経営とは会社の中だけにとどまらず、家庭や友人関係など、あらゆる共同体。社会を豊かにしていく試みなのです。
3.どん底からの実践経験を持つ岩尾さん
著者である岩尾俊平氏の経歴をご紹介いたします。
岩尾氏は現在、慶應義塾大学商学部准教授であり、専門はビジネスモデル・イノベーション、オペレーションズ・マネジメント、経営科学など多岐にわたります。
決してエリート街道を歩んできたわけではなく、むしろ「ドン底」から這い上がったと言える経歴です。
1989年に佐賀県有田町で生まれ、幼少期は比較的豊かな家庭環境で過ごしたものの、父親の事業失敗によって高校進学を断念せざるを得なくなりました。
中卒で単身上京し陸上自衛隊に入隊。その後は肉体労働等に従事ながら高卒認定試験(旧・大検)を経て大学に進学します。
大学でも学問と生活費の両立のために、個人事業主として医療用ITおよび経営学習ボードゲーム分野で起業し、大学院で法人登記しています。

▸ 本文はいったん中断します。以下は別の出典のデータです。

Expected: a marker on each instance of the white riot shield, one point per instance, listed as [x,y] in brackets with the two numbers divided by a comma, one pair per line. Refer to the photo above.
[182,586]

研究活動とビジネス活動の二刀流で、慶應義塾大学商学部卒業、東京大学大学院経済学研究科マネジメント専攻博士課程を修了し、東京大学初の博士(経営学)を授与されたという実績をお持ちです。
明治学院大学や東京大学大学院での研究・教育活動を経て現職に至り、現在は大学教員としての活動と会社再建実務家としての取り組みを両立されている方でもあります。
このように実践経験を積み上げてきた岩尾さんだからこそ、彼が説く「経営教育」には、非常に説得力があるのではないでしょうか?
本シリーズでは、岩尾さんの「経営教育」を起点にして、「シン都市経営」を検討していきたいと思います。